Article
Making the Shift From Team Member to Leader
Getting promoted into management is exciting for about two weeks. Then you realize the job is nothing like what you were doing before, and nobody has really explained what it actually requires.
Getting promoted into management is exciting for about two weeks. Then you realize the job is nothing like what you were doing before, and nobody has really explained what it actually requires.
Here's what changes, and what to do about it.
Your old strengths don't transfer cleanly
As an individual contributor, you were measured on your output - what you built, closed, shipped, or delivered. That feedback loop was direct. You did good work; people noticed.
Management doesn't work that way. Your output is now your team's output, which means your name isn't on most of it, and the connection between what you do and what gets produced is less obvious. A lot of new managers respond by staying too involved in the actual work - reviewing everything, redoing things, jumping in when a project feels shaky. It feels responsible. It's usually counterproductive.
When you're doing work your team should be doing, you're not doing the work only you can do: setting direction, removing blockers, making judgment calls, developing people. Those things don't get done if you're heads-down in execution.
The adjustment isn't just about trusting people more. It's about redefining what 'doing a good job' means in this role.
Your relationships with the team are different now
If you were promoted from within the team, this is where things get awkward. You were peers with these people. You complained about the same things, sat in the same meetings, maybe went to lunch together.
Now you're the one writing their performance reviews and having the conversation when something isn't working. That's a real change, and acknowledging it - at least to yourself - is more useful than pretending nothing has shifted.

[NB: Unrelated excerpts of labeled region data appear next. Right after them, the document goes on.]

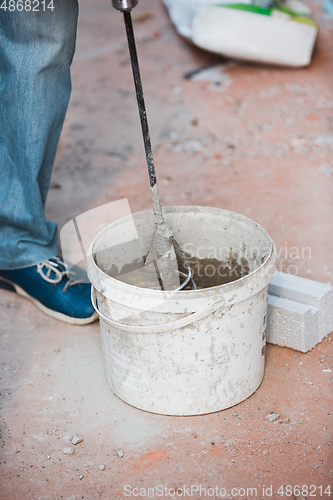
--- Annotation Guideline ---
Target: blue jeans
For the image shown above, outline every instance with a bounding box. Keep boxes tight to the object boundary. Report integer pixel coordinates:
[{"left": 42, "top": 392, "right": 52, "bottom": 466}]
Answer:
[{"left": 0, "top": 0, "right": 78, "bottom": 270}]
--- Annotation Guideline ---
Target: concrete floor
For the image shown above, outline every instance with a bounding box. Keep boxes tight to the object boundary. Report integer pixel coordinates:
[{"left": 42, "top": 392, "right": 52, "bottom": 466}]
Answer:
[{"left": 0, "top": 0, "right": 333, "bottom": 500}]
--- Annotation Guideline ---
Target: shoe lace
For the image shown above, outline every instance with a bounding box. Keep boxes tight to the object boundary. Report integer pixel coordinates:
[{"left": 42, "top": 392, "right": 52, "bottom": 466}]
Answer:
[{"left": 37, "top": 257, "right": 85, "bottom": 293}]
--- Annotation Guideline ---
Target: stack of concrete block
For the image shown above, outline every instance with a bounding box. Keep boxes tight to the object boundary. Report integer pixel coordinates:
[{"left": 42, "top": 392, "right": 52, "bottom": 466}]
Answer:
[{"left": 266, "top": 272, "right": 333, "bottom": 352}]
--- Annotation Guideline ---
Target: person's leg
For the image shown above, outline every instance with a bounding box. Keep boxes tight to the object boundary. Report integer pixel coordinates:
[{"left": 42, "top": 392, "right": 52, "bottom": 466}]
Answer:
[
  {"left": 0, "top": 0, "right": 78, "bottom": 270},
  {"left": 0, "top": 0, "right": 98, "bottom": 325}
]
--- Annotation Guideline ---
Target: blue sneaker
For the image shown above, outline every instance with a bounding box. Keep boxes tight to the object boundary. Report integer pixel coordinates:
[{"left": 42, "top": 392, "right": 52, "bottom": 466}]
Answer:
[{"left": 0, "top": 257, "right": 98, "bottom": 325}]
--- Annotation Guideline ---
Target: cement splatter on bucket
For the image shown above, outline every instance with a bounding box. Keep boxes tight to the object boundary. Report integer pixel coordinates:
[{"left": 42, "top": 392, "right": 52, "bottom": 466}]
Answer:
[{"left": 88, "top": 207, "right": 276, "bottom": 415}]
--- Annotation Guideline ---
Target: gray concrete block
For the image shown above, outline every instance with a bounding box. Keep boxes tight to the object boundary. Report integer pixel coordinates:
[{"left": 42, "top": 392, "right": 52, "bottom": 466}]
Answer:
[
  {"left": 266, "top": 295, "right": 319, "bottom": 352},
  {"left": 266, "top": 272, "right": 333, "bottom": 352}
]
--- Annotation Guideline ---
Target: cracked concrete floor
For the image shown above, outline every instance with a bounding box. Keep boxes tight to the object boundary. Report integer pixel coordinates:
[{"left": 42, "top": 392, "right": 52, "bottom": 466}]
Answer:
[{"left": 0, "top": 0, "right": 333, "bottom": 500}]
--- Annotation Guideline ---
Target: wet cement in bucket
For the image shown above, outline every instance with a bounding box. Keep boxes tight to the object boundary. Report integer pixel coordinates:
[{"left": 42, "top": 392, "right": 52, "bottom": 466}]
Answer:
[{"left": 108, "top": 257, "right": 250, "bottom": 290}]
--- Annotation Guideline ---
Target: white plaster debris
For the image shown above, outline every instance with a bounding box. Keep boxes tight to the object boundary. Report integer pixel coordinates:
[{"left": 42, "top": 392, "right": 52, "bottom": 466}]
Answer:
[
  {"left": 62, "top": 446, "right": 75, "bottom": 455},
  {"left": 191, "top": 62, "right": 232, "bottom": 91},
  {"left": 72, "top": 434, "right": 83, "bottom": 445},
  {"left": 266, "top": 272, "right": 333, "bottom": 352},
  {"left": 266, "top": 411, "right": 280, "bottom": 422}
]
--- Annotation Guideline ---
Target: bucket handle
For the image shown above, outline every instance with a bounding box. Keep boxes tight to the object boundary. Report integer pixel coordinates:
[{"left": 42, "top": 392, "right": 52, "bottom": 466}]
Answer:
[{"left": 91, "top": 286, "right": 225, "bottom": 333}]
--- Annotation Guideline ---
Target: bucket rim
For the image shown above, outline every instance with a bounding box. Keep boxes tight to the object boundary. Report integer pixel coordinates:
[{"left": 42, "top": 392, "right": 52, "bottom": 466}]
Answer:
[{"left": 87, "top": 205, "right": 276, "bottom": 299}]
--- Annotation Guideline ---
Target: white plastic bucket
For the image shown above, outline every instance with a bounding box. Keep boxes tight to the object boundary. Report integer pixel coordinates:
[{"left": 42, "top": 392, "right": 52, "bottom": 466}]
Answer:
[{"left": 88, "top": 207, "right": 276, "bottom": 415}]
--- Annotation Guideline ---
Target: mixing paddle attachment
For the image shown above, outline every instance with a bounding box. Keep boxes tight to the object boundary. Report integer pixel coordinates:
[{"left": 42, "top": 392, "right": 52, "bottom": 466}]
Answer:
[{"left": 112, "top": 0, "right": 196, "bottom": 291}]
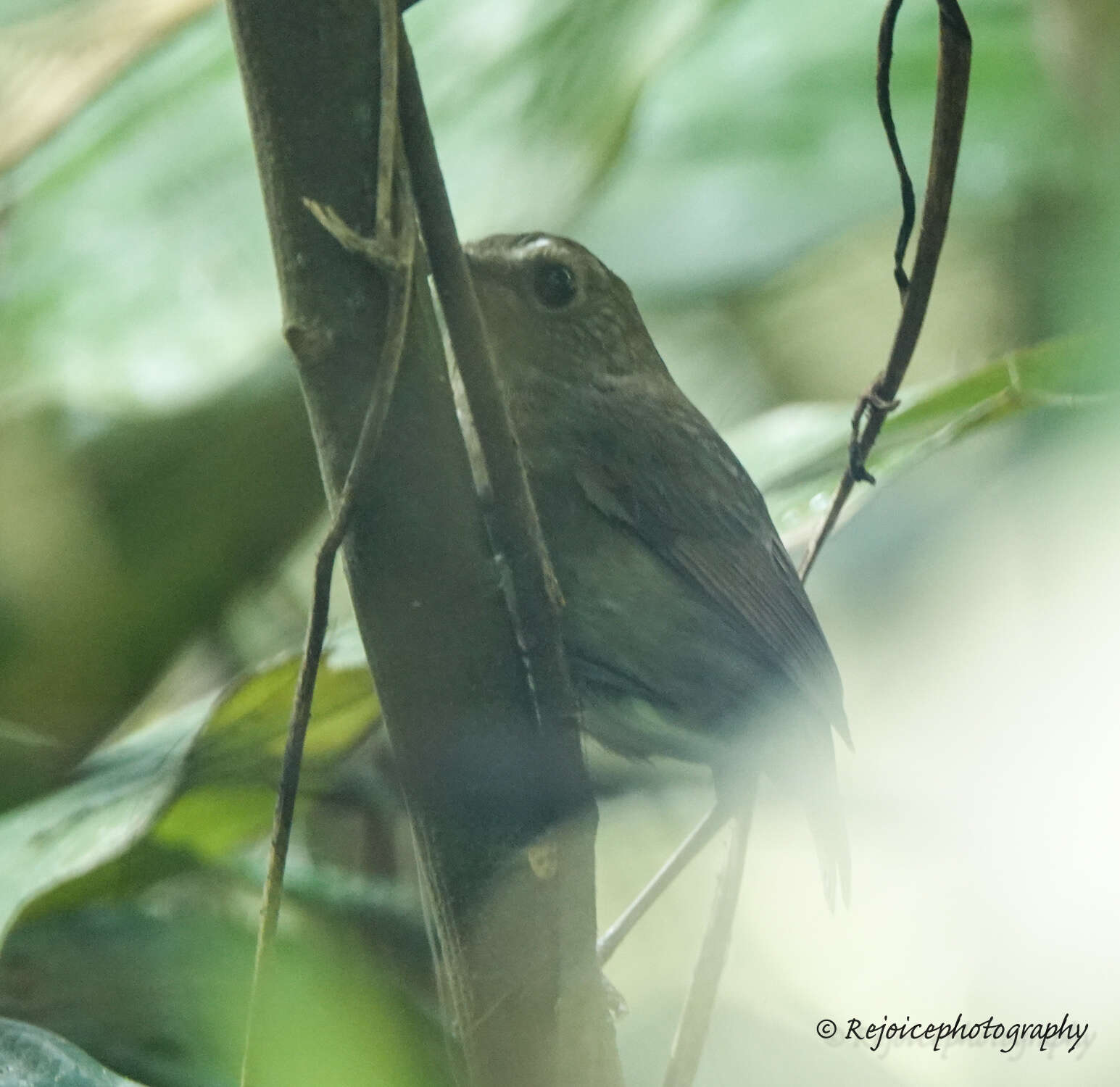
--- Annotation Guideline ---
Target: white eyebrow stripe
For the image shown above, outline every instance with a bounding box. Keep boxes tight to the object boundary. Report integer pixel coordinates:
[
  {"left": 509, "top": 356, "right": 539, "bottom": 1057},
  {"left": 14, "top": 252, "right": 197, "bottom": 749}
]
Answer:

The managers who handle this well tend to be direct about it early. They don't become cold or distant, but they're also not trying to be everyone's friend. They're clear about expectations, consistent in how they treat people, and willing to have uncomfortable conversations when they need to. That combination earns more actual respect than trying to keep the old dynamic alive.
Being clear is most of the job
Most management failures trace back to unclear expectations. Someone didn't deliver what was needed - but if you're honest about it, they were never told precisely what was needed, by when, or why it mattered.

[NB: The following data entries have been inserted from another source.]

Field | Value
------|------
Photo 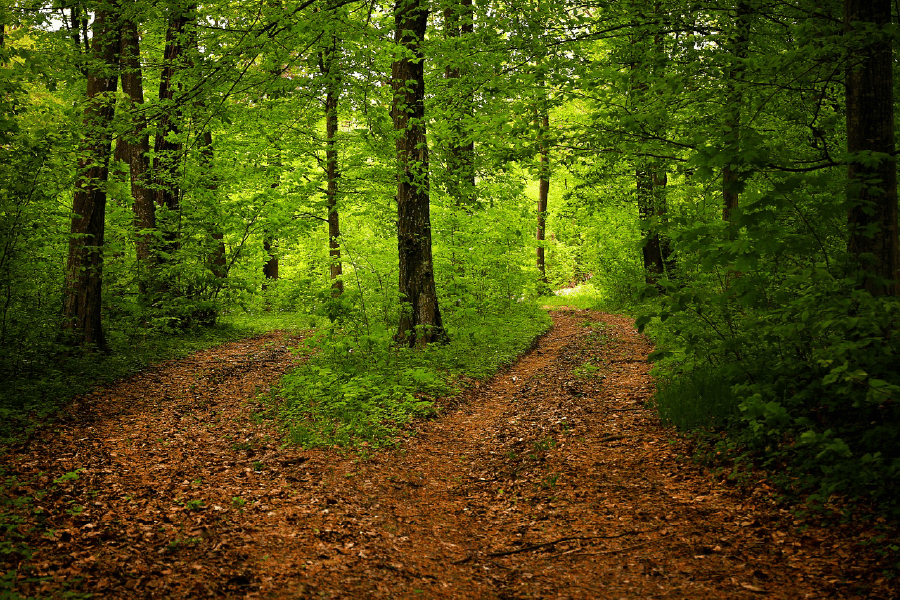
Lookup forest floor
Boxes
[0,309,900,600]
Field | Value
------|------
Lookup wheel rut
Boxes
[2,309,893,598]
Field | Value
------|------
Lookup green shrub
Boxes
[656,365,740,431]
[273,304,549,448]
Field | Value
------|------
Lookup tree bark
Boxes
[116,18,156,298]
[844,0,900,296]
[153,3,196,250]
[444,0,475,211]
[536,106,550,284]
[722,0,750,231]
[321,35,344,297]
[391,0,447,347]
[63,3,121,351]
[635,163,667,285]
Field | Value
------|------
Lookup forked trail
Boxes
[2,310,897,600]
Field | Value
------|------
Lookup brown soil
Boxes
[0,310,897,599]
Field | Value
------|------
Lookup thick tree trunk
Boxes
[322,36,344,297]
[536,106,550,283]
[391,0,447,347]
[63,4,121,350]
[116,19,156,298]
[844,0,900,296]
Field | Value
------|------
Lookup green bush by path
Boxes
[272,303,550,448]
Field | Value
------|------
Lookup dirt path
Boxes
[0,310,896,599]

When you assign work, say what you want, when you need it, and what a good outcome looks like. That's not micromanaging. It's giving someone what they need to succeed.
Feedback works the same way. If something is off, say so soon and say it plainly. A quick direct conversation right after something goes wrong is easier for everyone than saving it for a formal review. It also gives the person a chance to actually fix it.
One habit worth building early: when someone comes to you with a problem, ask what they think the right move is before you tell them. They often have a good answer. And when they don't, working through it themselves builds the kind of judgment that makes them less reliant on you over time.
Managing up is part of the job too
This is easy to neglect when you're focused on your team, but it matters. The people above you need to understand what your team is doing, what's going well, and what's at risk. If they don't, your team is invisible - which means they're last in line when resources get allocated or opportunities come up.
This isn't about managing optics. It's about making sure your team has the support and runway they need. Get comfortable summarizing what your team is working on, flagging problems before they escalate, and asking clearly for what you need.
Decisions won't wait for perfect information
You'll frequently be asked to make calls before you have everything you'd want - about people, priorities, resources, direction. Waiting for more data is sometimes the right move. More often it's a way of avoiding a decision that needs to get made.
Indecision has real costs. It leaves your team without direction, signals that you're not confident in the role, and often lets a manageable problem grow into a bigger one. Making a considered call, being transparent about your reasoning, and staying open to adjusting when new information comes in is generally better than holding out for certainty that won't come.
What it actually takes
Consistency, follow-through, and clarity. Those three things cover more of effective management than most leadership frameworks will tell you. Be reliable. Say what you mean. Do what you committed to. Make decisions and own them.
The rest - the more nuanced parts of managing people and navigating organizational dynamics - you'll figure out as you go. But if you get the basics right, you'll have enough trust built with your team to work through the harder stuff when it comes up.